Bill Callahan était le leader du groupe Smog que je
connais juste de nom, et ceux qui l’accompagnent sur ce disque dont je ne
savais également rien, semblent issus d’une scène lo-fi
alternative-roots-machin pour moi énigmatique (Daniel Johnston, Okkervil River,
…). Il n’empêche que ce « Sometimes … », il est très bien, voire
plus.
S’il se réfère à des choses elles parfaitement
identifiées, il se dégage une impression rafraîchissante qu’on ne retrouve que
chez ces quelques très rares qui savent faire du neuf avec du vieux. Le son est
d’une limpidité et d’une clarté remarquables, enjolivé amoureusement par des
arrangements de cordes, plus rarement de cuivres, le tout avec un sens de la
retenue, de la parcimonie et du bon goût trop facilement oubliés dans les
productions à tendance m’as-tu-vu qui semblent aujourd’hui la norme. Ou comment
préférer l’utile au futile …
On pense quelques fois à un Bonnie Prince Billy qui
se serait levé d’humeur triste et non plus sinistre, parfois à Leonard Cohen à
cause de similitudes vocales troublantes (« Rococo Zephyr »,
« Eid Ma Clack Shaw »), à un Velvet qui aurait quitté les trottoirs
new-yorkais pour les collines de Virginie … Grisaille, langueur et monotonie
sont au programme, et pourtant on est à mille lieues d’un indigeste pensum
avachi …
« Sometimes … » est un disque parfaitement
invendable de nos jours, les grabataires qui s’intéressent au genre se
contentent juste d’acheter les dernières daubes de Dylan ou Cohen, et ceux qui
ont moins de cent ans écoutent des daubes d’un autre genre. Et d’ailleurs de ce
« Sometimes … » il s’en est vendu des clopinettes… Pourtant il s’agit
d’un disque rare, précieux, d’une intelligence musicale peu commune. Un disque qui n’a
pas peur de prendre des risques, s’éloignant de tous les stéréotypes d’une
americana consensuelle, pour explorer des contre-temps où la rythmique se fait
bourdonnante (« My friend »), sautillante (celle de « Jim
Cain » ressemble à celle du « Psychokiller » des Talking Heads).

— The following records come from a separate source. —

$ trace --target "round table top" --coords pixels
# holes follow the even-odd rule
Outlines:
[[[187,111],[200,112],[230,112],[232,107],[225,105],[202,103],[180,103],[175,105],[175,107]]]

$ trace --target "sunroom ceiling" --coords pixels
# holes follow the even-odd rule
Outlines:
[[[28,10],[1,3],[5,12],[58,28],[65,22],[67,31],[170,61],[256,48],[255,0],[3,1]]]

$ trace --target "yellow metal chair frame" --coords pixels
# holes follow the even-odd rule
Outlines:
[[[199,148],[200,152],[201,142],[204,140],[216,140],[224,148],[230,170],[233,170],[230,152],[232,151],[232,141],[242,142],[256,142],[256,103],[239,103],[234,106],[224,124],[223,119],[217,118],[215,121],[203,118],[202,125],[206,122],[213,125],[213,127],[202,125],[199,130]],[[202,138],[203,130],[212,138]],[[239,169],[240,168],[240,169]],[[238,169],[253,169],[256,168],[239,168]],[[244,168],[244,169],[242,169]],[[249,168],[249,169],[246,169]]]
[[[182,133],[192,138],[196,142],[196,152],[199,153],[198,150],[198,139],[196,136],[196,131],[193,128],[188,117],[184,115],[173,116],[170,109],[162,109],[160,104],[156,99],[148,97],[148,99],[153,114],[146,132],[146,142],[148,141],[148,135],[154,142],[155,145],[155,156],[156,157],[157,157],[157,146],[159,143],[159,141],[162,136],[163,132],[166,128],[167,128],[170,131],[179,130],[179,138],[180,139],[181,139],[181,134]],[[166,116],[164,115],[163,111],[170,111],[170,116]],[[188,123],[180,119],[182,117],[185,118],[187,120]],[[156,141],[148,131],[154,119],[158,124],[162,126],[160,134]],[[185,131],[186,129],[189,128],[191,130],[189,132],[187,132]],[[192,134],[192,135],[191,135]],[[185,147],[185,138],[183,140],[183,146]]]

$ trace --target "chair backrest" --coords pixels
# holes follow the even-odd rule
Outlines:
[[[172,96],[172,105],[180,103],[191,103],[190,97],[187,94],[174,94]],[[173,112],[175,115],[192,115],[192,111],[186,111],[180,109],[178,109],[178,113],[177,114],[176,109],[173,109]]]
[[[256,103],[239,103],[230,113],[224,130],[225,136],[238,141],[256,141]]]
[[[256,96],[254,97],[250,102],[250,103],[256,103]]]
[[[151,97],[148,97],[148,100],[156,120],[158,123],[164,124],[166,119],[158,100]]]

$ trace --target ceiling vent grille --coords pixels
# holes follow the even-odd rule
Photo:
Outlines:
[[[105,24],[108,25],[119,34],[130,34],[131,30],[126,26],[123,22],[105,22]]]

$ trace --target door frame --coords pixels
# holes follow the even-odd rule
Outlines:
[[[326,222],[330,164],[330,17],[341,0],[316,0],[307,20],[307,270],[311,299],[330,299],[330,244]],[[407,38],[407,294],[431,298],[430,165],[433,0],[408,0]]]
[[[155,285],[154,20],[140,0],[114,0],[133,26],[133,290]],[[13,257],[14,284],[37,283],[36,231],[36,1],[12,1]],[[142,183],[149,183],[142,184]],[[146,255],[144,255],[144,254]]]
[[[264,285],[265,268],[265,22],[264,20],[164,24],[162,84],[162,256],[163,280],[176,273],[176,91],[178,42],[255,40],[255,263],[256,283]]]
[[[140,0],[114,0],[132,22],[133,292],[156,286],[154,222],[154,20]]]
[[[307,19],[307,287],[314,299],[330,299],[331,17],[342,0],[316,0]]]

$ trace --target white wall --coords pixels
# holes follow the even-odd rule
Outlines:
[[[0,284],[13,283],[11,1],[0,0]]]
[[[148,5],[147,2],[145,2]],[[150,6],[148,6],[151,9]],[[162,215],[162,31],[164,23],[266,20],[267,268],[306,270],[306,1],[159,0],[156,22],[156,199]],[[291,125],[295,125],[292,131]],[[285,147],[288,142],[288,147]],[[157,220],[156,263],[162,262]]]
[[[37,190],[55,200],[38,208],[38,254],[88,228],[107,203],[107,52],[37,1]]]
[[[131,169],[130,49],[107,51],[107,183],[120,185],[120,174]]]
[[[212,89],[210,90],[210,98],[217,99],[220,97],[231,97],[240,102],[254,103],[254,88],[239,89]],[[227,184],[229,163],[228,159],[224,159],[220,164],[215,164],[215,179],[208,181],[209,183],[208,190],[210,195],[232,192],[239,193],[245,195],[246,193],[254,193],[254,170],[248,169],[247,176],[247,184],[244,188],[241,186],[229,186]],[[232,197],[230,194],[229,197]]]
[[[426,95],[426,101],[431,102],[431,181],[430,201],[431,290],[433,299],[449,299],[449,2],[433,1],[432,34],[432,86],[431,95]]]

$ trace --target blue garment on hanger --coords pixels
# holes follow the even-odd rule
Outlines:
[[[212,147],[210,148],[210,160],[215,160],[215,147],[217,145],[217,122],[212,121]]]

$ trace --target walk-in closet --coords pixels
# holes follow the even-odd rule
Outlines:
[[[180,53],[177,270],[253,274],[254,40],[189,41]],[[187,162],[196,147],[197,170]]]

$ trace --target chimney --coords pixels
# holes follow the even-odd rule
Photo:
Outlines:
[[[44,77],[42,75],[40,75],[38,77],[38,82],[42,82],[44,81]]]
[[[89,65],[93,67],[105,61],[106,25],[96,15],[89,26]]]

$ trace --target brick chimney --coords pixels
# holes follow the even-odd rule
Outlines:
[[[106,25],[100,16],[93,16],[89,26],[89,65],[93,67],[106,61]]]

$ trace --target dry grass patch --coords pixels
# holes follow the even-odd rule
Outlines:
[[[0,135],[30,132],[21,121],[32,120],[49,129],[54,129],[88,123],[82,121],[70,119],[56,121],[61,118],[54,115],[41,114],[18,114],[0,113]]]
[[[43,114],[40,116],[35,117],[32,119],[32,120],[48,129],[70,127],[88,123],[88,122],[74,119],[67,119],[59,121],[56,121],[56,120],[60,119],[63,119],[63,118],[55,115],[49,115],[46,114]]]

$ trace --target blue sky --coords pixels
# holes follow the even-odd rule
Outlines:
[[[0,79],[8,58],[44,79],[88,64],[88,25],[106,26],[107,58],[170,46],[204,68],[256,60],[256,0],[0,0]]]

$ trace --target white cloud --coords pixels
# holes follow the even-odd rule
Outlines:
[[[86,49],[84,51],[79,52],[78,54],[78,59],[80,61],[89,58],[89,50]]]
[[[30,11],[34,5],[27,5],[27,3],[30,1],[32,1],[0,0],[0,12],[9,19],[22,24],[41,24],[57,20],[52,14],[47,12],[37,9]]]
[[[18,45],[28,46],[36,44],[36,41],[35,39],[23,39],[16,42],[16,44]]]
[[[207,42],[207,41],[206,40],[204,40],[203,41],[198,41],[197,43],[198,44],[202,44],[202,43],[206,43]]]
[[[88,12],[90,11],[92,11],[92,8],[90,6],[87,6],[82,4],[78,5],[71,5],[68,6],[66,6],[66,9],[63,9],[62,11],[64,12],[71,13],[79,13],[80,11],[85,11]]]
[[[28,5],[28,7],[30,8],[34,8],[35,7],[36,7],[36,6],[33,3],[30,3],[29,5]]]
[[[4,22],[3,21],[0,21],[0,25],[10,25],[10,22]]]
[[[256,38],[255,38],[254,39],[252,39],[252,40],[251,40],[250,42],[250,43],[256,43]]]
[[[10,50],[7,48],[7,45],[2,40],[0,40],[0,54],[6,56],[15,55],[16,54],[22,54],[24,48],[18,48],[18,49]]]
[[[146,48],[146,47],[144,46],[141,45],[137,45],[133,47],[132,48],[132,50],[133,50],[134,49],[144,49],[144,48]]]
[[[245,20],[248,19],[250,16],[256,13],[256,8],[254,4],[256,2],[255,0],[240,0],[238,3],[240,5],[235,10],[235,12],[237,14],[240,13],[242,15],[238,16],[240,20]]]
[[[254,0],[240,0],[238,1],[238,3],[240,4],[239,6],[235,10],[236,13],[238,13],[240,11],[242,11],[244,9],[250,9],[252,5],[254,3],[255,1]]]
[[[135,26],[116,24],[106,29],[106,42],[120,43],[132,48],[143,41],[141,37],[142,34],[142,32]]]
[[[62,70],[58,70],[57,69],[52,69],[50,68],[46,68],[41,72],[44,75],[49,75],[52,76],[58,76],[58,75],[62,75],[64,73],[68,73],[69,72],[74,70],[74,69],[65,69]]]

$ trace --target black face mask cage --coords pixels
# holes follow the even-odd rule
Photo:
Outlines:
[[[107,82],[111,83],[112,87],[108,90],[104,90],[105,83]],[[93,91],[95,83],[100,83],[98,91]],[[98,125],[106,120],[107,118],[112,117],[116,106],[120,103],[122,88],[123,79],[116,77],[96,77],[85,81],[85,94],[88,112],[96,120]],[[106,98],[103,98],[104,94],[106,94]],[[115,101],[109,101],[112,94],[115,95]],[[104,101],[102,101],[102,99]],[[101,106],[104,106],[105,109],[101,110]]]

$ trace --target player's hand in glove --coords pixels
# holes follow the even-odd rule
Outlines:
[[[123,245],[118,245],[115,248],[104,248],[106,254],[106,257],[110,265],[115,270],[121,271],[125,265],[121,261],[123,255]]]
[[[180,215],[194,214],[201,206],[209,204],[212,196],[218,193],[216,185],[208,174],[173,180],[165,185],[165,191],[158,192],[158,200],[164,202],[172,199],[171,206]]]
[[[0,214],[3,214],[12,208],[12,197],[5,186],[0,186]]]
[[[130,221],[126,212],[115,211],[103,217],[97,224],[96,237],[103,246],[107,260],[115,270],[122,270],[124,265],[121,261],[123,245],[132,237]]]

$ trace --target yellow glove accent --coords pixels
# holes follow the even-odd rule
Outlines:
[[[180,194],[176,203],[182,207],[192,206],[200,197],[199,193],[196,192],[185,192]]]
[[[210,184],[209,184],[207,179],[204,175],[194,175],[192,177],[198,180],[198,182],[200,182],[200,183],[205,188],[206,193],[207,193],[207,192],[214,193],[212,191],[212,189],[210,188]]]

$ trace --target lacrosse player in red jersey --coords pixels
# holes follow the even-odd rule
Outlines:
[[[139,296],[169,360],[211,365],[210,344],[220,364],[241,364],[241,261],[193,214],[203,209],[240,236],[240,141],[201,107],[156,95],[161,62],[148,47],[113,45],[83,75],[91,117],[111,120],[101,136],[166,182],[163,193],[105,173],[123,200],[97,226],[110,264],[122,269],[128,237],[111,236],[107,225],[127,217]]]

Rarement on a entendu des instruments de la musique classique se mêler avec
autant de bonheur à du old folk (et non, les titres « symphoniques »
d’ « Harvest » ne constituent pas la référence, ils sont
globalement assez moches), ou des titres de dix minutes (« Faith /
Void ») s’avérer captivants, combinant mantra des paroles, ambiance à
« Song for Drella » de Lou Reed – John Cale, et arrangements
merveilleux …
Et vous ai-je déjà dit que ce disque de choses
antédiluviennes sonne mo-der-ne, et pas comme s’il était sorti en 1971 ?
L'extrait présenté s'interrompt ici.